Su paso a “Mirabilia” (1979) es una verdadera celebración de la palabra; precisamente la primera parte lleva el título de “Celebraciones”, comenzando con “El cuarto”, poema reminiscente, que culmina con la consagración de un poeta que, en el ámbito de las odas nerudianas, muestra el prodigio de su arte, tan simple y llano en su desempeño. Ahí están: “La silla”, “La mesa”, “El sillón”, “El vino”, “La lechuga”; en fin, todo cuanto evoca ese aposento y vivencia un sentido trascendente de su existencia, para acabar con este magistral “Versículo”: “Al polvo vamos, pero venimos del agua”. Desde luego que Sáenz también tiene sus “Los cuartos” (1985), sólo que son desolados y umbríos. ¡Ah!, pero eso no es todo en Mitre; por cuanto, sin cambiar de estilo, la forma se proyecta al “Tríptico” elegiaco dedicado a la memoria del matemático Luis Frege. Luego viene el “Paréntesis”, donde todavía late la nostalgia de su morada; entonces, “Mirabilia”, nos abre; no, qué digo: nos conduce al Mitre supremo que empieza a narrar sus emociones. Aquí lo difícil se hace posible en el dominio verbal que denota; desde esa instancia su palabra se hace total, en tiempo y espacio. Cualquier poema vale, para señalar su singular existencia, inclusive en forma de prosa, a la mejor manera de Sáenz. Veamos “Sagitario”:

“Rostros en las ventanas y flores en las macetas. Brisa tibia y luz intensa. Sin rodeos: Primavera. Repentina como un lazo la envolvente extensión de una pradera. Por el verde, más que en sueños, palidece el ufano blanco de la estrella y la mitad que dividía lentamente cesa. Lentamente baja el arco que se deja caer sobre la hierba, y silbando felizmente, Sagitario se pone a caminar.”

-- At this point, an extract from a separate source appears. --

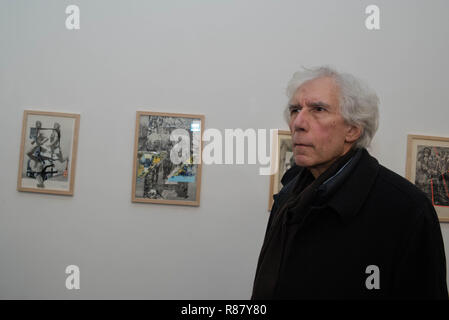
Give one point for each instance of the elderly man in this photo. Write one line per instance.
(343, 226)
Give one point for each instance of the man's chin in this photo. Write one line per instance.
(302, 161)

Y este libro se pone en camino con una parte consagrada —de nuevo, pero con más oficio—, a los caligramas, siempre motivados en su morada, hasta el último poema, que se da en un círculo compacto, al modo de los versos concretos de Gomringer, poeta boliviano de ascendencia germana. El cierre se da con “La estación serena”, donde de nuevo sentimos la nostalgia mitreana por la casa, los rostros y la “estación serena”, que no sólo es el otoño. Es su otoño. Su madurez.

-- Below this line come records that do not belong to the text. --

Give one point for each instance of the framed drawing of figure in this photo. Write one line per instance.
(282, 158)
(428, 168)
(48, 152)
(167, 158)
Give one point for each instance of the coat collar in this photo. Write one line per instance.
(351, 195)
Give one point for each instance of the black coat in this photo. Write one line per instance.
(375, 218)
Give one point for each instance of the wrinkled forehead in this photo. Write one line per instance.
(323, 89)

“Razón ardiente” (1980), es un extenso poema dedicado a su hermano Nazri, cuyo título sale de un verso de Apollinaire; de algún modo este poema se hace histórico y comprometido con su tiempo y espacio territorial, además de su entorno íntimo. Se da en forma de epístola, con sintaxis abierta, fechada en “París: Invierno de 1980”. Su destinatario está en sus:

“Queridos pájaros ausentes:

Barrios de nieve

Pinos

Pacientemente sentados

En la penumbra de un cuarto

A la luz de la lámpara

Solitaria”.

Entonces, la evocación también se da como un reclamo a la vida, imperceptible y subyacente, en sus circunstancias enaltecedoras:

“Como la kiswara en el Altiplano

Inclinado sobre la página

El vertiginoso pasado

La infancia: apenas un eco

Un silbido lejano

Un río de rostros distantes

O muertos.

“La patria:

Un río de nombres ensangrentados

No héroes ni hermanos:

Corderos sacrificados

Al buche de topes feroces

Renacerán con su pueblo:

¿Cuándo?”

En cambio: “Desde tu cuerpo” (1984), dedicado a Gabriel, su hijo, se da con un nuevo goce estético, coloquial e íntimo; de algún modo, aprendió a usar la diégesis lorquiana, que en él que cobra una ternura coloquial, poco usual en la poesía boliviana. Sáenz la tiene, extraña y funabulesca. En Mitre es el júbilo de la vida. “Desde tu cuerpo”, en sí es un poema cíclico —en cinco partes—, que se da como un preludio a “La luz del regreso” (1990), el más sentido y notable de sus poemarios diegéticos. Es que hay una relación mística, filial, de padre a hijo, que se abre, de corazón sensible, para culminar, con idéntico acento, en el referente del hijo al padre, en “Yaba Alberto”. “Desde tu cuerpo” nos pasma con la proyección de sus sentimientos; comienza con la premonitoria mirada que devela una devoción que se hace mística, cuando dice:

“Me miras, hijo,

y siento que nos miramos

yo y el destino.

“Tu cuerpo es santuario.

Tú eres el santo

y yo me inclino.

“Te esperé mucho, te esperamos

como se espera los barcos.

Y llegaste de súbito

como los pájaros.”

Dulce presencia la del hijo que prolonga su festejo y gestación a su obra poética: “¡Aleluya! Mirabilia”, dice y el canto se gloria en una aliteración tamayana, para arrullar al hijo:

“Lloras. Mama saca mamas.

Mamas manan mana.

Mana sacia extasia.

Sueño baja, colma calma.

Mama guarda mamas”.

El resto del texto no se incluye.